Imbauan kewaspadaan terkait meningkatnya risiko gempa kuat susulan dicabut pada tengah malam hari Senin, menyusul gempa bermagnitudo 7,5 yang mengguncang wilayah Jepang utara dan timur laut sepekan sebelumnya.
Meski warga tidak lagi diminta untuk selalu siap mengungsi sewaktu-waktu, pemerintah tetap mengimbau masyarakat agar terus melakukan langkah-langkah kesiapsiagaan bencana, termasuk menyiapkan dan menyimpan persediaan darurat.
Badan Meteorologi Jepang (JMA) sebelumnya untuk pertama kalinya mengeluarkan peringatan khusus yang mencakup 182 munisipalitas di tujuh prefektur, dari Hokkaido hingga Chiba di timur Tokyo, karena meningkatnya risiko terjadinya gempa besar lanjutan.
Selama masa satu pekan peringatan tersebut, tidak terjadi gempa besar lanjutan.

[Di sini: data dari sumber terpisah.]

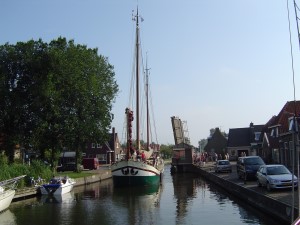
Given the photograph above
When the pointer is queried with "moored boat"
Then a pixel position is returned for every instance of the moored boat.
(142, 165)
(7, 192)
(57, 186)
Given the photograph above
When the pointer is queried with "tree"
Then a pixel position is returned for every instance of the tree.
(61, 93)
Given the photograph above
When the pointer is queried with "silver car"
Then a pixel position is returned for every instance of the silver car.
(275, 176)
(223, 166)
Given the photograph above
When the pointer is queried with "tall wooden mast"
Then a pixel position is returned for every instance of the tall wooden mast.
(137, 55)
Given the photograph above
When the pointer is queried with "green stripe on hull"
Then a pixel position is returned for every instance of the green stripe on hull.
(120, 181)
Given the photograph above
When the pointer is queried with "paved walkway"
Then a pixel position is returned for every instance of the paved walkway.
(285, 195)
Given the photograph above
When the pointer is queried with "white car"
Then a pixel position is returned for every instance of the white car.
(275, 176)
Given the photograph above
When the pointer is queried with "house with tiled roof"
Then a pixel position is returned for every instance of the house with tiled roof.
(244, 141)
(107, 152)
(217, 143)
(280, 135)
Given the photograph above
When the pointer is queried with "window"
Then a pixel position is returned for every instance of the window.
(292, 126)
(101, 157)
(257, 135)
(274, 132)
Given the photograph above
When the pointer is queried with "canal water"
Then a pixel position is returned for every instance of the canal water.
(180, 199)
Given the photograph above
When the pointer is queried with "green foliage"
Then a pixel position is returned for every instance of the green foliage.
(55, 95)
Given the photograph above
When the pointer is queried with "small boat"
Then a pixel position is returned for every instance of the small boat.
(7, 191)
(57, 186)
(142, 165)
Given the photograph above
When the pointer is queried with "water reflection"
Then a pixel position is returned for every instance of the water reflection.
(195, 197)
(66, 198)
(7, 218)
(181, 199)
(138, 205)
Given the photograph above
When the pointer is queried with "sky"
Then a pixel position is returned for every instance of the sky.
(213, 63)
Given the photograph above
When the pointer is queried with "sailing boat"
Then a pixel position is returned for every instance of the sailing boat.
(7, 191)
(141, 167)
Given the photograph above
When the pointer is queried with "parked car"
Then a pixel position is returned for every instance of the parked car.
(223, 166)
(247, 166)
(275, 176)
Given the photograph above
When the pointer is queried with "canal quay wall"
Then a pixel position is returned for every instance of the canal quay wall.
(273, 203)
(98, 175)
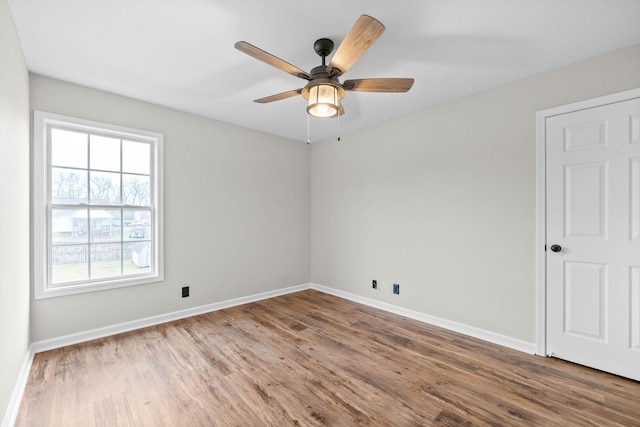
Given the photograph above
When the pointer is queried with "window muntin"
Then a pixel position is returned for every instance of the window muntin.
(98, 194)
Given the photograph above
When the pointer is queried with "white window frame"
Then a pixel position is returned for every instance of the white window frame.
(42, 121)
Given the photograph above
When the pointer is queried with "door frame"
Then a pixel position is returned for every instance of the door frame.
(541, 198)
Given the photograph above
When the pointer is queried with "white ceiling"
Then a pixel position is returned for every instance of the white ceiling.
(180, 54)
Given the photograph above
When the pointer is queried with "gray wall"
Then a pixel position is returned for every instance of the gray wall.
(236, 212)
(443, 201)
(14, 208)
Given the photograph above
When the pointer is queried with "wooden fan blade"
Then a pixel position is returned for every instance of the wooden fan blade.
(279, 96)
(362, 35)
(378, 85)
(274, 61)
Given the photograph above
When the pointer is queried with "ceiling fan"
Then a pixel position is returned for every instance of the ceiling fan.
(324, 91)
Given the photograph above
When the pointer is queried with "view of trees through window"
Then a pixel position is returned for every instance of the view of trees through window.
(100, 206)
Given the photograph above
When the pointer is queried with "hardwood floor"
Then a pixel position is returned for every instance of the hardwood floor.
(313, 359)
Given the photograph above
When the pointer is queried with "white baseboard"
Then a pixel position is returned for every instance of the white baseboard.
(482, 334)
(18, 390)
(119, 328)
(84, 336)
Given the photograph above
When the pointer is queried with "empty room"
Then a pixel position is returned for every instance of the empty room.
(253, 213)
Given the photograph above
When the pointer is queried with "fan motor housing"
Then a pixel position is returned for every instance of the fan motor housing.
(319, 75)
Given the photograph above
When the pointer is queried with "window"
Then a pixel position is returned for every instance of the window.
(97, 206)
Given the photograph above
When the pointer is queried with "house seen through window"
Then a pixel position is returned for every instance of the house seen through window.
(100, 203)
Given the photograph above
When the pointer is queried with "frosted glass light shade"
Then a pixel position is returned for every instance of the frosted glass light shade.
(324, 101)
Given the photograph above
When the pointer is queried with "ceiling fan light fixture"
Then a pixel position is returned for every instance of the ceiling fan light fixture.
(324, 100)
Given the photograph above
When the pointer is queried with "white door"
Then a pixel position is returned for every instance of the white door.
(593, 237)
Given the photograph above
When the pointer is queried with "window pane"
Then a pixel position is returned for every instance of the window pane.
(104, 153)
(136, 225)
(68, 148)
(105, 260)
(68, 186)
(69, 263)
(105, 225)
(136, 157)
(105, 188)
(136, 190)
(137, 257)
(69, 226)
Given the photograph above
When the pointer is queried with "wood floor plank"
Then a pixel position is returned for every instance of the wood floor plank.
(312, 359)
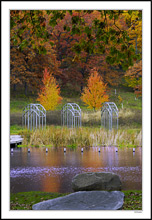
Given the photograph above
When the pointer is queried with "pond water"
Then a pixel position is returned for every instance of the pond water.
(53, 171)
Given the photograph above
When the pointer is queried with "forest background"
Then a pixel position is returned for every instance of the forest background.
(70, 44)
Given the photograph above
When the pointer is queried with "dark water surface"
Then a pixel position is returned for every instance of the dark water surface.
(53, 171)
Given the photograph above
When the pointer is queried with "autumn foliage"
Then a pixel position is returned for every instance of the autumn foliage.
(49, 96)
(94, 94)
(133, 77)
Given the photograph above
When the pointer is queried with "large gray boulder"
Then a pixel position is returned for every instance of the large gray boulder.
(84, 200)
(96, 181)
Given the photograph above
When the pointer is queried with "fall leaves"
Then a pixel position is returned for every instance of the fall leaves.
(94, 95)
(49, 96)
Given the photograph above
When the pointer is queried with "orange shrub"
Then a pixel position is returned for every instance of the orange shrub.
(49, 95)
(94, 95)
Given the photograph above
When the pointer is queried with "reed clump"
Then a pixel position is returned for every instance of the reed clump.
(84, 136)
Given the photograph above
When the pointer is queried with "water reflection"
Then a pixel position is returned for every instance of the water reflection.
(53, 171)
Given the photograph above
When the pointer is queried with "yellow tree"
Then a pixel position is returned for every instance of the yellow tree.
(49, 96)
(94, 95)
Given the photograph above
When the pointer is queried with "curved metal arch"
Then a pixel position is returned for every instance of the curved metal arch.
(73, 120)
(112, 109)
(34, 115)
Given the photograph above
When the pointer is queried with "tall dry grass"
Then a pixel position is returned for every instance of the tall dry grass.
(84, 136)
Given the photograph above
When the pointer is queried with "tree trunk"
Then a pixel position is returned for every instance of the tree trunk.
(14, 87)
(25, 88)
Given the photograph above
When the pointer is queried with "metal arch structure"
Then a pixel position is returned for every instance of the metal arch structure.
(109, 115)
(71, 115)
(34, 116)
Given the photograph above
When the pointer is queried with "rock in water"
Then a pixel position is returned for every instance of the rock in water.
(84, 200)
(96, 181)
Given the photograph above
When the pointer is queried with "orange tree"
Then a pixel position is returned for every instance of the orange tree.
(95, 92)
(49, 95)
(133, 78)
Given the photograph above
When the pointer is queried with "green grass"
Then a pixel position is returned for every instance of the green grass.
(58, 136)
(19, 100)
(25, 200)
(130, 116)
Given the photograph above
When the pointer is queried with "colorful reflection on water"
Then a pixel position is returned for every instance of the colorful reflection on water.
(53, 171)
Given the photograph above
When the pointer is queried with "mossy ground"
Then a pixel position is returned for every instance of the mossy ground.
(25, 200)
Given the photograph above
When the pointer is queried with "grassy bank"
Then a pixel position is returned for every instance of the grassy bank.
(130, 114)
(85, 136)
(25, 200)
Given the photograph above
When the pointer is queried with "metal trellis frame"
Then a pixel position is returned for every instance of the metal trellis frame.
(109, 115)
(71, 115)
(34, 116)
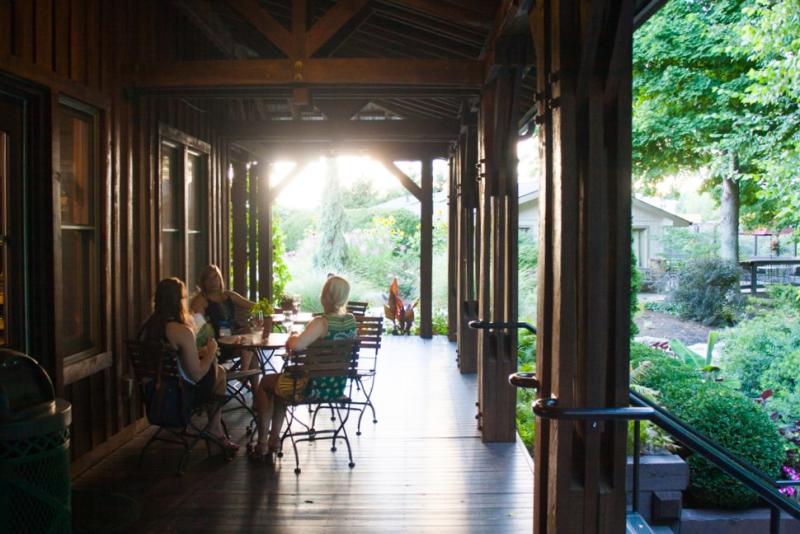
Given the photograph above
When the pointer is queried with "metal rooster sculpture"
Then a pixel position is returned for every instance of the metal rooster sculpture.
(396, 311)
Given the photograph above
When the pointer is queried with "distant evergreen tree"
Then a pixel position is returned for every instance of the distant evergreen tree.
(332, 252)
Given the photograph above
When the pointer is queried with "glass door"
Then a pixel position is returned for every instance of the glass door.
(13, 282)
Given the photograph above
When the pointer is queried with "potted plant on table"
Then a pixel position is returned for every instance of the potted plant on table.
(261, 314)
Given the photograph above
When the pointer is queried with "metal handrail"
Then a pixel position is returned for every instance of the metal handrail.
(643, 410)
(485, 325)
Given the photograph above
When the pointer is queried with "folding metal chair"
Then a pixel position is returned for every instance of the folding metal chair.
(154, 361)
(359, 309)
(324, 358)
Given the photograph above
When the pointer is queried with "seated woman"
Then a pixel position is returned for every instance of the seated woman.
(219, 305)
(171, 323)
(335, 323)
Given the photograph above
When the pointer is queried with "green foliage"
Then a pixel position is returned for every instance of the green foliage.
(296, 225)
(782, 376)
(332, 252)
(725, 416)
(689, 78)
(389, 246)
(636, 282)
(708, 292)
(526, 363)
(753, 345)
(769, 34)
(264, 306)
(526, 274)
(680, 245)
(280, 271)
(738, 425)
(785, 295)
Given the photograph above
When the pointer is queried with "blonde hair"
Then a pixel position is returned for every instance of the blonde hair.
(334, 294)
(205, 274)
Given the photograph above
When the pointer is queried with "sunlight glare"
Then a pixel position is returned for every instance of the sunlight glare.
(305, 191)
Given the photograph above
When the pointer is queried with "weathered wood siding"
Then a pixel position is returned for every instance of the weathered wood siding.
(82, 49)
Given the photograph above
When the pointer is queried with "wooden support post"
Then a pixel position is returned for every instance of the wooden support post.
(497, 297)
(239, 207)
(584, 64)
(264, 236)
(452, 251)
(252, 230)
(467, 296)
(426, 250)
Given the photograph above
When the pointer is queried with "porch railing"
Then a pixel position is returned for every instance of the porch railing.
(641, 409)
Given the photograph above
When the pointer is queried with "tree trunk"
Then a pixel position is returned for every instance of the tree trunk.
(729, 225)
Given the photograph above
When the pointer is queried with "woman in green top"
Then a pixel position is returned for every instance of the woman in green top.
(336, 323)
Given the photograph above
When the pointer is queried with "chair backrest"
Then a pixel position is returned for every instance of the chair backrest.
(148, 358)
(370, 331)
(357, 308)
(325, 358)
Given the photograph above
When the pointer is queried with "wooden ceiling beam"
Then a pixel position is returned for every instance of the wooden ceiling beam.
(201, 14)
(331, 23)
(261, 20)
(393, 150)
(453, 12)
(321, 131)
(402, 177)
(325, 71)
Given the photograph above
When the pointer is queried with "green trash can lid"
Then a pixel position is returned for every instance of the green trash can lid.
(25, 389)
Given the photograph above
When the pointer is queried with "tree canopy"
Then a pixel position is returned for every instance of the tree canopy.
(716, 84)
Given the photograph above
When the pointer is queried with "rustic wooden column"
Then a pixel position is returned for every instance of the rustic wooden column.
(452, 249)
(252, 229)
(467, 195)
(264, 235)
(497, 295)
(239, 213)
(583, 70)
(426, 250)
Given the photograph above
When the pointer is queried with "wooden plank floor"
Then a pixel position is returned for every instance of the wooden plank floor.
(421, 468)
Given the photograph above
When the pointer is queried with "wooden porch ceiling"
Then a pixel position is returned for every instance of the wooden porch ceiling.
(412, 60)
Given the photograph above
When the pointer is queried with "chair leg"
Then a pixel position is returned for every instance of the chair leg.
(153, 438)
(344, 433)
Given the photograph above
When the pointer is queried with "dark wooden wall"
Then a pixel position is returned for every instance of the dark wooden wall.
(82, 49)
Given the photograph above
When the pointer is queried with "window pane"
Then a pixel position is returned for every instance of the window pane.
(197, 258)
(77, 185)
(170, 186)
(171, 254)
(79, 309)
(195, 190)
(3, 192)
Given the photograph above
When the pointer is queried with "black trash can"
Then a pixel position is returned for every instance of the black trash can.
(34, 449)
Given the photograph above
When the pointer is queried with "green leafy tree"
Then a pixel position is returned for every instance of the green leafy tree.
(332, 251)
(690, 111)
(280, 271)
(771, 37)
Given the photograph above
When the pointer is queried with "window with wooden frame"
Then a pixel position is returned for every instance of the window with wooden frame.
(183, 205)
(79, 239)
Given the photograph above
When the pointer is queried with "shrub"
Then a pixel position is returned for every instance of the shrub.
(753, 345)
(740, 426)
(782, 376)
(725, 416)
(708, 292)
(785, 295)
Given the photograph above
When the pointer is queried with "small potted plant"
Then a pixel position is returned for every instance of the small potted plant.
(261, 312)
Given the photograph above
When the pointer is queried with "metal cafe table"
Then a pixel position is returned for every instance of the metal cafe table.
(264, 346)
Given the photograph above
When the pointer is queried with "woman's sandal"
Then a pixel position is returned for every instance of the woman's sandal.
(263, 454)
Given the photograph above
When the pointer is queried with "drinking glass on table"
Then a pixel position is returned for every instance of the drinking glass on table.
(256, 321)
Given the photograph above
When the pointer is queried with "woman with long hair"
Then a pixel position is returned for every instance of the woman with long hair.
(219, 306)
(335, 323)
(171, 323)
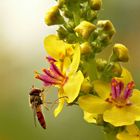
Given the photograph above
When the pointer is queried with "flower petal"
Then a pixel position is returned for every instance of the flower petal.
(119, 116)
(125, 136)
(90, 117)
(93, 104)
(135, 110)
(133, 129)
(102, 88)
(61, 103)
(66, 64)
(135, 98)
(54, 47)
(72, 86)
(75, 60)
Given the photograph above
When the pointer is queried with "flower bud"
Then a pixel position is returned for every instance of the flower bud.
(84, 29)
(86, 86)
(62, 33)
(95, 4)
(116, 69)
(85, 48)
(61, 3)
(120, 53)
(53, 16)
(107, 27)
(101, 64)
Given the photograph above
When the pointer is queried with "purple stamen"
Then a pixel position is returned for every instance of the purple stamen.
(128, 90)
(55, 70)
(119, 88)
(113, 88)
(50, 59)
(47, 80)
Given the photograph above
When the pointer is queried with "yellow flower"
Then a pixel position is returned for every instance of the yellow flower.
(131, 132)
(64, 61)
(118, 102)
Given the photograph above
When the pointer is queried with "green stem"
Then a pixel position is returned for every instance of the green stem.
(91, 69)
(110, 136)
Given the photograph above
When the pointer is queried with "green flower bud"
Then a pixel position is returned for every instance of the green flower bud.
(61, 3)
(100, 63)
(107, 27)
(95, 4)
(66, 12)
(85, 48)
(53, 16)
(85, 28)
(86, 86)
(116, 69)
(62, 33)
(120, 53)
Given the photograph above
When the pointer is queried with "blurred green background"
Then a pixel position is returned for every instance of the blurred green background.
(22, 30)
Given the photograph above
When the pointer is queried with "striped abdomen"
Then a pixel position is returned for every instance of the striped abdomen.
(41, 118)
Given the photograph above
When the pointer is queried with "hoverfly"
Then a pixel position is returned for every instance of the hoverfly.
(36, 101)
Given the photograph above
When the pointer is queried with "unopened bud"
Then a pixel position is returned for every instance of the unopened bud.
(107, 27)
(95, 4)
(120, 53)
(85, 48)
(53, 16)
(116, 69)
(101, 64)
(86, 86)
(85, 28)
(62, 33)
(61, 3)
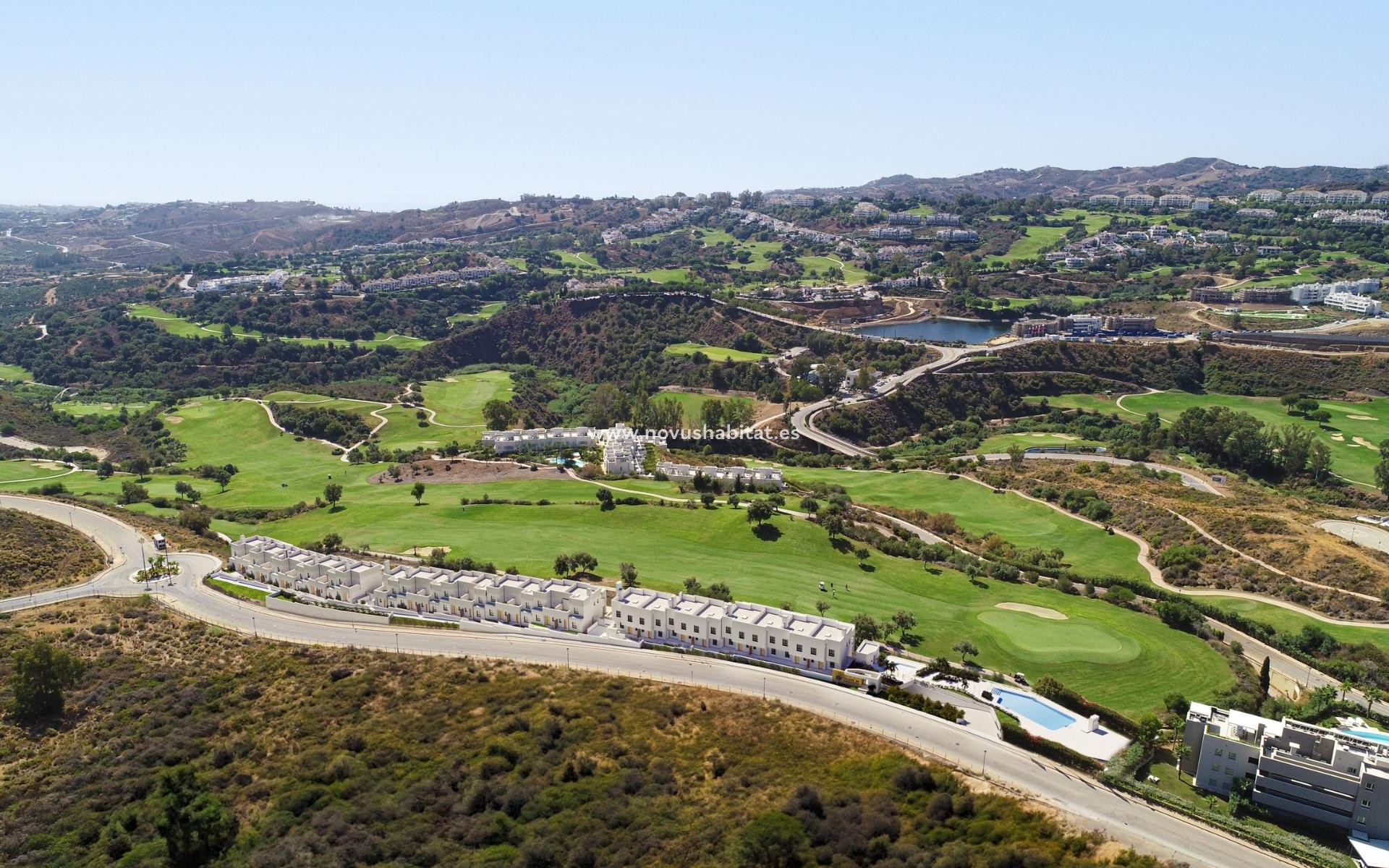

Namun, hingga pukul 14.00 hari Senin, tercatat 40 gempa dengan intensitas 1 atau lebih pada skala intensitas seismik tujuh tingkat Jepang, menurut JMA.
Gempa utama bermagnitudo 7,5 terjadi larut malam pada 8 Desember di lepas pantai timur Prefektur Aomori, pada kedalaman sekitar 54 kilometer. Gempa ini mendorong JMA mengeluarkan peringatan tsunami untuk sebagian wilayah Hokkaido, Aomori, dan Iwate.
Hingga hari Senin, pemerintah melaporkan total 46 orang mengalami luka-luka akibat bencana tersebut. Sementara itu, berdasarkan penghitungan Kyodo News, lebih dari 9.000 orang sempat mengungsi.
Pada 9 Desember, sehari setelah gempa, layanan kereta peluru di jalur Tohoku Shinkansen antara Stasiun Morioka dan Shin-Aomori sempat dihentikan sementara. Selain itu, lebih dari 300 sekolah terpaksa diliburkan selama satu hari.
Sistem peringatan ini, yang dikenal sebagai “Advisory Gempa Susulan Lepas Pantai Hokkaido dan Sanriku”, mulai diberlakukan pada Desember 2022. Sistem tersebut dikembangkan berdasarkan pelajaran dari gempa dahsyat bermagnitudo 9,0 yang melanda Jepang timur laut pada 11 Maret 2011, yang kemudian disusul gempa bermagnitudo 7,3. Peringatan ini tidak mewajibkan evakuasi pencegahan.
Peristiwa ini menjadi respons bencana besar pertama di bawah pemerintahan Perdana Menteri Sanae Takaichi, yang resmi diluncurkan pada Oktober lalu.
Seorang anggota parlemen oposisi menyoroti bahwa setelah peringatan dikeluarkan, “warga di daerah terdampak tidak tahu apa yang seharusnya mereka lakukan untuk bersiap menghadapi situasi seperti ini.”
Takaichi, yang saat ini tinggal di perumahan anggota majelis rendah di distrik Akasaka, Tokyo, berencana segera pindah ke kediaman yang bersebelahan dengan kantor perdana menteri agar dapat menangani krisis dengan lebih cepat dan efektif.